Four different types of data files are distinguished based on whether they contain data for a single sample or for multiple samples (matrix) and whether they have been manipulated (processed) or not (raw).
In order to assign the files to the samples, you must first choose the category of file that you have. Then select the respective file name from the dropdown menu for each sample. Repeat this process for each data type you want to include in the submission. You can use the functions Fill Down Value
and Import Values
to speed up the process and minimise mistakes. Files that are not assigned to any samples are not included in the submission.
Example cases for different experiment/data types:
For one-colour microarray experiments the raw output files can be either individual files per sample or a matrix file (e.g. Illumina arrays).
If you have individual files per sample, create a "Raw Data File" column and assign each sample to the respective file. For raw data matrices, all samples need to be linked to the same data file. To do so, create a "Raw Matrix Data File" column and select the name of the matrix file. Use Fill Down Value
to propagate the file name to all samples.
Two-colour microarray experiments need extra attention when assigning data files to samples. The basic assumption is that the data for both channels are stored in the same file (2 samples -> 1 hybridisation -> 1 file). See the two-colour microarrays help page for more details and what to do if your files don't comply with this rule.
The basic steps are:
Assign Files...
and create a "Raw Data File" column.For two-colour microarray experiments that use a common reference sample, the first step is to create a "reference sample" in the sample annotation table. It is not possible to link several files to the same sample. Therefore, even though the same biological material may have been used on each array, the reference sample needs to be duplicated for as many times as it was used on an array. Then the file assignment can be done as explained above, selecting the test sample and one of the reference samples for each file. If the numbering of the reference sample should be removed (because the same reference material was used), leave a comment about this in the feedback dialogue after submission, and a curator will correct this before loading the experiment into ArrayExpress.
Another example for a dye-swap design. When you have tested each sample twice (once with each label), you don't need to create a separate row in the sample annotation. Simply, leave both labels selected for each sample in the "Create labeled extracts and assign labels". The list of labelled extracts should now show each sample twice, each time with the respective label. Follow the same instruction as above to link the data files with the labelled extracts.
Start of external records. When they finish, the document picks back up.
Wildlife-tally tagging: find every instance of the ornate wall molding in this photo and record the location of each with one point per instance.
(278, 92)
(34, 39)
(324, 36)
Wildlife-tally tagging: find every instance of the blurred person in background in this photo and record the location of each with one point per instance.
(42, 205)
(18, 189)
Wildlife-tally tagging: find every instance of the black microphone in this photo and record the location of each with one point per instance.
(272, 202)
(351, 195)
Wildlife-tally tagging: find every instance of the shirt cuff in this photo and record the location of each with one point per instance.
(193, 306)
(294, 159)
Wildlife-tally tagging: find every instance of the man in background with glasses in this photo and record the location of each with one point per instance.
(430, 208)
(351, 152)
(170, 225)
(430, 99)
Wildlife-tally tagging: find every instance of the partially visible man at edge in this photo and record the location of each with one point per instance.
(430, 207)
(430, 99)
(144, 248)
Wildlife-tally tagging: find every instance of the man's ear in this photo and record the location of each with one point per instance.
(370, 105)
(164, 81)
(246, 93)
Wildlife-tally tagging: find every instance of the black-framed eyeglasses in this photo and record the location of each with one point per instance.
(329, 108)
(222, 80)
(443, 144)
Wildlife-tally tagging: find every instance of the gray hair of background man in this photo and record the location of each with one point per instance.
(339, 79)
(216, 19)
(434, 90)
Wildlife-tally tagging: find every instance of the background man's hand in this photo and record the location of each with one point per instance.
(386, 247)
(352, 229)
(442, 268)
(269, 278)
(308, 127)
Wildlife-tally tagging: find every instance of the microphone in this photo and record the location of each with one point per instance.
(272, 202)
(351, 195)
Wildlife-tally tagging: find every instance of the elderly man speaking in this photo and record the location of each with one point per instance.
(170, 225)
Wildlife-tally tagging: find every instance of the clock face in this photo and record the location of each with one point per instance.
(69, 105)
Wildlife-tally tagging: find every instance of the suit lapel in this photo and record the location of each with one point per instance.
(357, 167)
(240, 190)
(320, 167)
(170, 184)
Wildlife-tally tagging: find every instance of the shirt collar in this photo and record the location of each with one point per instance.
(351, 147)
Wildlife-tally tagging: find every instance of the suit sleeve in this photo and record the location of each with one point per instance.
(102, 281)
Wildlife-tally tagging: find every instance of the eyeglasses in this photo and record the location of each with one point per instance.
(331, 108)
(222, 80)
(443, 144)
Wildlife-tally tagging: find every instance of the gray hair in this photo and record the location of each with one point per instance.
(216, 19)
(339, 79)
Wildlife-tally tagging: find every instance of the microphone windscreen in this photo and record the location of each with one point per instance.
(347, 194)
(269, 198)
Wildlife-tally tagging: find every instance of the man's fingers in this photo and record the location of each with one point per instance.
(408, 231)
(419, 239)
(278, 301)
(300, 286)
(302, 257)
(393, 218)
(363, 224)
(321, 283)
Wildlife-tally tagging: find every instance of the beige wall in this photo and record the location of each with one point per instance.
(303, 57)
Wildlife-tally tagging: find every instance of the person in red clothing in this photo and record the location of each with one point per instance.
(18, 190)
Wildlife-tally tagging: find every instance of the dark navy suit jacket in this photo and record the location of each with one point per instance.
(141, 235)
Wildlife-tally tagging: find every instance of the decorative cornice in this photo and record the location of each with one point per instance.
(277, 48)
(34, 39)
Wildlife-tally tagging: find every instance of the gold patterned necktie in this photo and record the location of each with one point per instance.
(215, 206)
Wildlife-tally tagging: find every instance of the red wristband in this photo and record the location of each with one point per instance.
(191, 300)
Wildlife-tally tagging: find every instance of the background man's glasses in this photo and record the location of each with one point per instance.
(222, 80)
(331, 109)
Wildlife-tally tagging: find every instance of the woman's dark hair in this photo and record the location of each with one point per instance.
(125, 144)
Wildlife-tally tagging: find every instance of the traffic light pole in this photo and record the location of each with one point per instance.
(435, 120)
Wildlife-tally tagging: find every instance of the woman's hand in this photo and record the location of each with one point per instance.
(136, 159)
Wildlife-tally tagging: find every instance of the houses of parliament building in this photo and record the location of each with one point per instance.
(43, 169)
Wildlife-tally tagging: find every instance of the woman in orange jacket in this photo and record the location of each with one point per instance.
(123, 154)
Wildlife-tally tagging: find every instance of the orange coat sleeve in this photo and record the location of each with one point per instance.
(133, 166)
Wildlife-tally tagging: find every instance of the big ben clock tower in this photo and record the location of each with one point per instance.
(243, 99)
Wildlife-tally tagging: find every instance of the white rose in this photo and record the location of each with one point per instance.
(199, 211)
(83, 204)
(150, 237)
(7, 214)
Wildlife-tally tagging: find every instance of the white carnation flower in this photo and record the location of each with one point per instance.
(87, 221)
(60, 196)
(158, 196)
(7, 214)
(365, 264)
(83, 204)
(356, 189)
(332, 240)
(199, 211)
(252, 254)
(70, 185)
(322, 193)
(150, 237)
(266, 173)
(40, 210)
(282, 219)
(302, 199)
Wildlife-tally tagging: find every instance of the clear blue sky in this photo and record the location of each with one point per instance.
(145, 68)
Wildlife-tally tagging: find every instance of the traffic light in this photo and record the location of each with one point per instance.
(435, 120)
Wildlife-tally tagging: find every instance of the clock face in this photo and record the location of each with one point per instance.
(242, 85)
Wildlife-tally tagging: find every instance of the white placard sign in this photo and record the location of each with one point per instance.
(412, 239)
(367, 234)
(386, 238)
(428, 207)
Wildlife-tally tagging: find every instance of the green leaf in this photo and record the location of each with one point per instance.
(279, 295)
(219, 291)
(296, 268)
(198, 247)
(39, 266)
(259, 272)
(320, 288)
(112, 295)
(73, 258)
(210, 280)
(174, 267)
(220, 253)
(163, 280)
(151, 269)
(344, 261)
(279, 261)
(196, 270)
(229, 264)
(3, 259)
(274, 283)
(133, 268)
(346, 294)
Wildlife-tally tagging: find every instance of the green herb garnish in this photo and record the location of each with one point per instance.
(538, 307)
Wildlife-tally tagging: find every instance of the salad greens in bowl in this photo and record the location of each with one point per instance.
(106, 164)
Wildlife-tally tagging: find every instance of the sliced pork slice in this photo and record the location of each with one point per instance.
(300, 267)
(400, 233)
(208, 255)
Sequencing experiments should contain indivdual sequencing raw read files for each sample. To assign raw sequencing files, select the file type "Raw". Then fill the columns with the names of the corresponding file for each sample.
For experiments using paired-end sequencing, two individual raw read files should be provided. To assign both files to one sample, create two "Raw" data file columns by clicking on Assign Files...
twice. Then link the two corresponding sequencing files to each sample.
"Processed" data refers to all data files and formats that are derived from the raw files and have been manipulated in any way (e.g. background correction, log2 transformation, normalisation, read trimming).
To add processed data files, create another column by pressing Assign Files...
. Then select "Processed" if you have a separate file for each sample, or "Processed Matrix" if you have a file which contains processed data for more than one sample. Proceed to select the filenames of your uploaded processed data files for the relevant sample(s). If you have more than one processed data type, repeat the process to add more data columns.
If you would like to include any other additional data types, please upload the files and leave a note in the feedback dialogue after submission, and a curator will add the files as supplement to the submission.
There are two different types of technical replicates:
If the same biological sample was tested on two different arrays, please create separate sample rows and assign one file to each of these technical replicates. Name your replicate samples with the same prefix and then add e.g. "_techrep1"/"_techrep2".